Seven of our children begin the day by going for a bike ride. Unfortunately, our eldest son has noticed his bike frame is cracking around the rear brake and this leaves him with the options of:
1. Racing through Yorkshire's stunningly beautiful, steep hills with reduced braking ability (his suggestion, not mine).
2. Buying another second-hand racing bike.
3. Buying a second-hand carbon frame (we agree this is best).
He finds an okay frame on eBay, bidding ends tomorrow and currently stands at £41.
I take three of our children for swimming lessons every weekend. Although this is a significant cost (£25.50 per week for three children) it is worth every penny.
I buy pigeon food (£31.50 for 60kg). I would personally like to re-home half our pigeons and halve the expense of this particular hobby, but my sensible suggestion was met with mutiny and tears, so the birds are staying and I'm still paying.
Here is my daughter feeding a pigeon chick.
The last great expense of the day is borne by my husband who goes with our son for Chinese medicine. It costs £150 for five treatments. They come back with some herbs (for making tea).
Total spend: £207
I do the main grocery shop of the week, online, and spend £94.34. I have thoroughly explored all the options for our main, weekly shop, from driving between shops to hunt down the cheapest groceries, to comparing all the delivery options from the major supermarkets. My honest conclusion is that there aren't truly astounding savings to be had when you weigh up the marginal differences in price against the quality of food and convenience to the shopper. Currently I'm using Ocado because they have given me a free trial of their delivery saver service. I'm not sure what I'll do when that ends next month.

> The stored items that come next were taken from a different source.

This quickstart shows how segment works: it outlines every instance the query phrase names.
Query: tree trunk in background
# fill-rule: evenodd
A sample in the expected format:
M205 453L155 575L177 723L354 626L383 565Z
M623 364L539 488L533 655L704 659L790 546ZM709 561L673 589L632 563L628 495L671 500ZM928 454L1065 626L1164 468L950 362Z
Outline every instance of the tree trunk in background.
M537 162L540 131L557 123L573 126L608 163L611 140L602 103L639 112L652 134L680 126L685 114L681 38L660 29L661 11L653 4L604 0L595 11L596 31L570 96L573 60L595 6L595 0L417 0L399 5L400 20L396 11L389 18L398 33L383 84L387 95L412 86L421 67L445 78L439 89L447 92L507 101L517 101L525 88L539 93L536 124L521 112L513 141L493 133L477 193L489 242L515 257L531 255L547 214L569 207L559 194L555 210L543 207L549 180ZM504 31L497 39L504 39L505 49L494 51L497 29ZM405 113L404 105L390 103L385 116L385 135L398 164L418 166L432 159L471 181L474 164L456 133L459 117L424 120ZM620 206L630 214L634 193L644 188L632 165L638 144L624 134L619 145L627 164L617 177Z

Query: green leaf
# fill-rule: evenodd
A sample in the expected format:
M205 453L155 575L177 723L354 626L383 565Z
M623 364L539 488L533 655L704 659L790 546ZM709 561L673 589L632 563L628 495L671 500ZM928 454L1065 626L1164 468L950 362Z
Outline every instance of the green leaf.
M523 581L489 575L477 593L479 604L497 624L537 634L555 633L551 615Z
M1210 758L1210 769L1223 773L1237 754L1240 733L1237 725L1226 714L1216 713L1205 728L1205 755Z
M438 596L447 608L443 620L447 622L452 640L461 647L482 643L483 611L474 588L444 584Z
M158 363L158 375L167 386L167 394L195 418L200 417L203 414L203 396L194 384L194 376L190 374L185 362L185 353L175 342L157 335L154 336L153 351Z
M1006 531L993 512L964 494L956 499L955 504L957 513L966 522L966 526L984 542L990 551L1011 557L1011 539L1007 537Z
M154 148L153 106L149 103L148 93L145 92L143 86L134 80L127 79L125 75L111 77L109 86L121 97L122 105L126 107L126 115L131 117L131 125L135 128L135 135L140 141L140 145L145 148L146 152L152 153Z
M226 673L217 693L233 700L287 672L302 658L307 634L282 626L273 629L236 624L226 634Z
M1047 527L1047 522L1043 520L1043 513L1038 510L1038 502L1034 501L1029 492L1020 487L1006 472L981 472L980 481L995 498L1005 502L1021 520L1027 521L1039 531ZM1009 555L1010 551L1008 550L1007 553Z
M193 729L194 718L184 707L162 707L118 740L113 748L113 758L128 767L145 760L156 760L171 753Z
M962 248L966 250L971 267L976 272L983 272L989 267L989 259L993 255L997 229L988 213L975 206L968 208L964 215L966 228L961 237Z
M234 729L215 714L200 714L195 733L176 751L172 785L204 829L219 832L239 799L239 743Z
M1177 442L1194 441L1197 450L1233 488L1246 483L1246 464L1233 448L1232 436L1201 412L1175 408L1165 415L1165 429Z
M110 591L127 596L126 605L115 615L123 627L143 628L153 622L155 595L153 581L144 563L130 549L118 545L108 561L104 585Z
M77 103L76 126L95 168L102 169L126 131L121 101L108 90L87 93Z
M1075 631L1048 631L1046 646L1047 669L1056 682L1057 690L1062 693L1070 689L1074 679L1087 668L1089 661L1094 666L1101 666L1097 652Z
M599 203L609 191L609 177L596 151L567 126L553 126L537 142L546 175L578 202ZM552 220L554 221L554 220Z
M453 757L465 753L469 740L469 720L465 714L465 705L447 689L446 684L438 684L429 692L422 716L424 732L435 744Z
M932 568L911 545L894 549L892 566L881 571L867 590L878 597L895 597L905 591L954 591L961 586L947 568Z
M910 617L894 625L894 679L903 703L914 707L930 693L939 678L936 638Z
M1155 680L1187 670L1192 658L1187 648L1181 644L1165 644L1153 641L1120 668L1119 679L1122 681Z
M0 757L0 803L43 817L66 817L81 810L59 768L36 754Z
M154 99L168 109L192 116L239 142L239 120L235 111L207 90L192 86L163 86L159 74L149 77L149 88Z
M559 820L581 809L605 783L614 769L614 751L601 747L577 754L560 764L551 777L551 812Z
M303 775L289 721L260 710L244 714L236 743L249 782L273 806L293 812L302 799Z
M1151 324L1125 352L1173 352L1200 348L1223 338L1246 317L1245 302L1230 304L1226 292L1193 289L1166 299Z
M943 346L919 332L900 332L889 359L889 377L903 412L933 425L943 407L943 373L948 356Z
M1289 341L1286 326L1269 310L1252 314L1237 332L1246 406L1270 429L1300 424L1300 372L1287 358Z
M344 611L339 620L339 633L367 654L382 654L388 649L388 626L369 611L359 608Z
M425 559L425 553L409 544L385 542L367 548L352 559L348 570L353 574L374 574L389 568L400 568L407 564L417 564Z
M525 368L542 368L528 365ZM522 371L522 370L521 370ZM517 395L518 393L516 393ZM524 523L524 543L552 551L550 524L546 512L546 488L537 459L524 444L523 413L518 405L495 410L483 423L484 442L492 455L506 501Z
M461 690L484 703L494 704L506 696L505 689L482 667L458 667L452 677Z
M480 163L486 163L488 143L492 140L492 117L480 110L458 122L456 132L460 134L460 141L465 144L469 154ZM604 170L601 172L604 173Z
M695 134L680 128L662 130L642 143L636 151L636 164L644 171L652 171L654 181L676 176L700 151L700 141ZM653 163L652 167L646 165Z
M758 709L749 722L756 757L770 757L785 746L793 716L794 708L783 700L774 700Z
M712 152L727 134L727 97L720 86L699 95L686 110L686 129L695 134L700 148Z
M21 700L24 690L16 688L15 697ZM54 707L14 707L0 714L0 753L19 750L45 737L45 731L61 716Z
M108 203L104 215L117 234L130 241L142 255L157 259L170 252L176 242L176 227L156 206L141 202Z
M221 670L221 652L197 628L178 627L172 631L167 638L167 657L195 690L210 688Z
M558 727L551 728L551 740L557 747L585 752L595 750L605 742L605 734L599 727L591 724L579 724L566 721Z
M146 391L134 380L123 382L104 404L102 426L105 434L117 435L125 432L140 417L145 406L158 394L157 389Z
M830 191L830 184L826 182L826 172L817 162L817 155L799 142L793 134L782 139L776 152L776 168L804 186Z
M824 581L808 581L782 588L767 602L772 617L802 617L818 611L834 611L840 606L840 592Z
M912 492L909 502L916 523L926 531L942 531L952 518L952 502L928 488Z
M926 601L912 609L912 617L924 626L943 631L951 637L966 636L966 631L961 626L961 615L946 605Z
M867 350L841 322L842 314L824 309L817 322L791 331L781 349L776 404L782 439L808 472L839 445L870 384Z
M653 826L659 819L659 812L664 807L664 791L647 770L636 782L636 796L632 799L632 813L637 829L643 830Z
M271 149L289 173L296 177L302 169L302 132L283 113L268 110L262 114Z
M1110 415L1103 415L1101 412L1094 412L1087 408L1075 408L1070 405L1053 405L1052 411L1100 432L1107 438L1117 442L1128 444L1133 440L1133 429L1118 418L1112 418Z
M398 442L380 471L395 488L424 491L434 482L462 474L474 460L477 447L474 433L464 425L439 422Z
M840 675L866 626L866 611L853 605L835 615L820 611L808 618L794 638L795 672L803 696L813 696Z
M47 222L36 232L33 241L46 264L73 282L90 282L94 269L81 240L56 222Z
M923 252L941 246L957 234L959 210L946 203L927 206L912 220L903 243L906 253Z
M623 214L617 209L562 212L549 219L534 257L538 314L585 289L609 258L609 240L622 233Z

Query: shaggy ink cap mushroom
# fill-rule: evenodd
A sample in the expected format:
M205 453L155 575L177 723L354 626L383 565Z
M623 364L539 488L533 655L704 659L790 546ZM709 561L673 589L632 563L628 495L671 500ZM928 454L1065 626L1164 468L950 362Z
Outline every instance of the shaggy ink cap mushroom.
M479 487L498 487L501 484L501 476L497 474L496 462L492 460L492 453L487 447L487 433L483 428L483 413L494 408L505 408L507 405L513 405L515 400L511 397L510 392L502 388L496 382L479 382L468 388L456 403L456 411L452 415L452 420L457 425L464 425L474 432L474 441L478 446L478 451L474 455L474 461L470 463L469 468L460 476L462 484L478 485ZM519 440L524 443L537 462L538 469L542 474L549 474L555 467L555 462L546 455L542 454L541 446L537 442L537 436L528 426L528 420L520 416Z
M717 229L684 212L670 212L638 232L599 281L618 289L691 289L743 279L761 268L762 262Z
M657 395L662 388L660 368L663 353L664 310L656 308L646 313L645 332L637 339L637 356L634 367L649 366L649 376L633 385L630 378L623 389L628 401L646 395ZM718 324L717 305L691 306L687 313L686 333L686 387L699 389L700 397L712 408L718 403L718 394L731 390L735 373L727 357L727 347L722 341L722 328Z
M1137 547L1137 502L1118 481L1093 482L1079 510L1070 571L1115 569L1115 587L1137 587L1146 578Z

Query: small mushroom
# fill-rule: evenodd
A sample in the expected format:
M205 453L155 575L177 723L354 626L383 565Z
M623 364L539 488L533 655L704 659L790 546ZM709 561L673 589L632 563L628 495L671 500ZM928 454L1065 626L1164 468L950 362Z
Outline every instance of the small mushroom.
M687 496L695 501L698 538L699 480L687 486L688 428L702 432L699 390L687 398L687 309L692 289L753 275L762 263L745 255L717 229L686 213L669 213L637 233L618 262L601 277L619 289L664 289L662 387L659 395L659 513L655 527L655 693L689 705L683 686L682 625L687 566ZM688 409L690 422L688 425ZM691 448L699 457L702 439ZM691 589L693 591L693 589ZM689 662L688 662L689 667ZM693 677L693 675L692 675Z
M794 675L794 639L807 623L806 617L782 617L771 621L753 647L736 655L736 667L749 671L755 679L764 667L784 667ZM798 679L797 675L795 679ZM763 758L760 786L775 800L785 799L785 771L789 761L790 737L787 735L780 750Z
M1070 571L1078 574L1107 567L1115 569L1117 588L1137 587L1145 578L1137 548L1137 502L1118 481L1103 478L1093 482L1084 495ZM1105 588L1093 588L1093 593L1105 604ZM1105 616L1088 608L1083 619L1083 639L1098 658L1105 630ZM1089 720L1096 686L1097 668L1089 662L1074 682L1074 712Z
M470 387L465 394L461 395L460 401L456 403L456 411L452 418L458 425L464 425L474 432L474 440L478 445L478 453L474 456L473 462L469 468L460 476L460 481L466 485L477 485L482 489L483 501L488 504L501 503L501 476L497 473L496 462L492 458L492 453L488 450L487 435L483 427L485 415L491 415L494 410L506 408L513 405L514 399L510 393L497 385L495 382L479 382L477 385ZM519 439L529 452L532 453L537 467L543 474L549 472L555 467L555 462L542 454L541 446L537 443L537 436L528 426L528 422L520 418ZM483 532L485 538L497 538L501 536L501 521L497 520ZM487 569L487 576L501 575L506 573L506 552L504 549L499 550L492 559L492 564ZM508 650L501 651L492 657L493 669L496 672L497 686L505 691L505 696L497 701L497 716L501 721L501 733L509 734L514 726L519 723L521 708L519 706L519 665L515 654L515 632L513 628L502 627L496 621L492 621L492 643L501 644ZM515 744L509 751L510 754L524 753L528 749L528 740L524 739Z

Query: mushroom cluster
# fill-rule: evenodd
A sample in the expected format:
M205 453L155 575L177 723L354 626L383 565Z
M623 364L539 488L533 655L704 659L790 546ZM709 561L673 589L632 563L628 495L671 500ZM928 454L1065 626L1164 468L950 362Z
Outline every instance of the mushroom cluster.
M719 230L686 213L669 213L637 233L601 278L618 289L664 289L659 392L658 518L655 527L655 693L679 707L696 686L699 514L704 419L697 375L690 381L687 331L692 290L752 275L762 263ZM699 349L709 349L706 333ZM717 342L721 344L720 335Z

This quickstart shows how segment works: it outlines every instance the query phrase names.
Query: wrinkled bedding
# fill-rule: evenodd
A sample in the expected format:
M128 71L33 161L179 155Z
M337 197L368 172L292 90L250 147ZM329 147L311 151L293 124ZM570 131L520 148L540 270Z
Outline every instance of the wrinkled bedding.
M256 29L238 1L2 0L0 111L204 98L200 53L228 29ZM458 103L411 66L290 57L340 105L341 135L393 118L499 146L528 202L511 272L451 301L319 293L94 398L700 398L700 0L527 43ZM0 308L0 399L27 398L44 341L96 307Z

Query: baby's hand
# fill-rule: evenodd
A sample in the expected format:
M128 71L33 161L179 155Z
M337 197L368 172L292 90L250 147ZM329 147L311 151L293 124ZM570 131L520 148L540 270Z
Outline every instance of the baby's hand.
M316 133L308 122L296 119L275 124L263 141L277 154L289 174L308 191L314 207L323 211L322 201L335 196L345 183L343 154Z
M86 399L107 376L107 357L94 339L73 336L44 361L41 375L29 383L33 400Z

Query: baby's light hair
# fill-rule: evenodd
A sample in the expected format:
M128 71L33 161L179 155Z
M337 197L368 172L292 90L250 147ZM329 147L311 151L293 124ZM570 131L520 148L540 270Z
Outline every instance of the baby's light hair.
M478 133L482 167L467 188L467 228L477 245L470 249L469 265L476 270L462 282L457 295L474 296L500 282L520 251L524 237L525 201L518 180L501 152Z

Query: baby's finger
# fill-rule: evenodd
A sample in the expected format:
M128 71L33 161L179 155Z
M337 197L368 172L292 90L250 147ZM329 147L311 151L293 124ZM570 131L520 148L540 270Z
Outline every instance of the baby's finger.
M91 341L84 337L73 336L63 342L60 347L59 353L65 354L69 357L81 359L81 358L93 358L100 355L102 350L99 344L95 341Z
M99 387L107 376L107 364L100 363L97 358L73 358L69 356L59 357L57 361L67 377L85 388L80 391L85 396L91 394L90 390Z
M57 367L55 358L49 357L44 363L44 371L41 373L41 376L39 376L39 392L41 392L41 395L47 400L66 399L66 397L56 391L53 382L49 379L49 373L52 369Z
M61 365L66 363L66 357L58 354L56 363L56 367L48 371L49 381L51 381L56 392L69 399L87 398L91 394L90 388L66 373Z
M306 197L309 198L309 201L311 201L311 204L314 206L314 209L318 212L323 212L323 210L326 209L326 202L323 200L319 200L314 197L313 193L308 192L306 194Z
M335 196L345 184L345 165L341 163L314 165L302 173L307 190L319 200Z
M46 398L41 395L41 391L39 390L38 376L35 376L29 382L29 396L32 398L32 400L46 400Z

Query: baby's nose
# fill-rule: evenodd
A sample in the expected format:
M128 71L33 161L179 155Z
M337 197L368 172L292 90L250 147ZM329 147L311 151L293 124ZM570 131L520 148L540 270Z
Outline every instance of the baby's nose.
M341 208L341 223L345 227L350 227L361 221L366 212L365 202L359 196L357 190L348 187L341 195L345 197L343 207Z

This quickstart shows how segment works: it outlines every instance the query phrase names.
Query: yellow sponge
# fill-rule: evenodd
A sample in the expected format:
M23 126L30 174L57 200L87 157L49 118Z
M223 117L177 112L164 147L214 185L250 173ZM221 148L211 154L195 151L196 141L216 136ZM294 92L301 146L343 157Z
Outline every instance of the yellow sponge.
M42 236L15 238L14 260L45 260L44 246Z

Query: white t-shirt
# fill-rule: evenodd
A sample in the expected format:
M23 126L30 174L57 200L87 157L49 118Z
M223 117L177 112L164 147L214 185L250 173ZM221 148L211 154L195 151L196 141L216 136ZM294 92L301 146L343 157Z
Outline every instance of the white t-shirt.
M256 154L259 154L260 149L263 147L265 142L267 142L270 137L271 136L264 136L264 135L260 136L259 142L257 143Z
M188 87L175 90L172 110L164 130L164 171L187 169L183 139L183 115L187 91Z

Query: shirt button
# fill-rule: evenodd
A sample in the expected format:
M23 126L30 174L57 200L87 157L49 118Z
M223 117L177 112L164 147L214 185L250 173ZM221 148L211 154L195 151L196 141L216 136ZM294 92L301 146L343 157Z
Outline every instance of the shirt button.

My personal bugbear is the way supermarkets price some things per kg, others per 100g, others per 10g and others per item in a multipack. To add to my woes, I am still unsure if the prices advertised online include any special offers, especially when money is knocked off for buying several items. I'm always looking for the best value, which generally means the cheapest items, and the mental arithmetic involved in trying to calculate this with non-standardised pricing would flummox your average quantum physicist.
I refuel the car to the tune of £50.54.
The bike frame we were bidding on goes for £160, which was out of our price range, so we're back to square one.
Total spend: £144.88
How does Katie feel about her week?
This was pretty much an average week for us. Thanks to this My Money project I have realised we do have good money saving systems in place, such as bulk buying catering packs of food online, which does save a lot.
Most weeks we manage to spend a big chunk of money on less essential items, which was the sport equipment this week, but I don't want to turn into a money obsessed robot that says no to everything.
I suppose it's a balance. We look for the cheapest options and then use any money saved to fund the interesting parts of our lives. The downside is that we have absolutely no savings whatsoever, but that's not unusual for these times.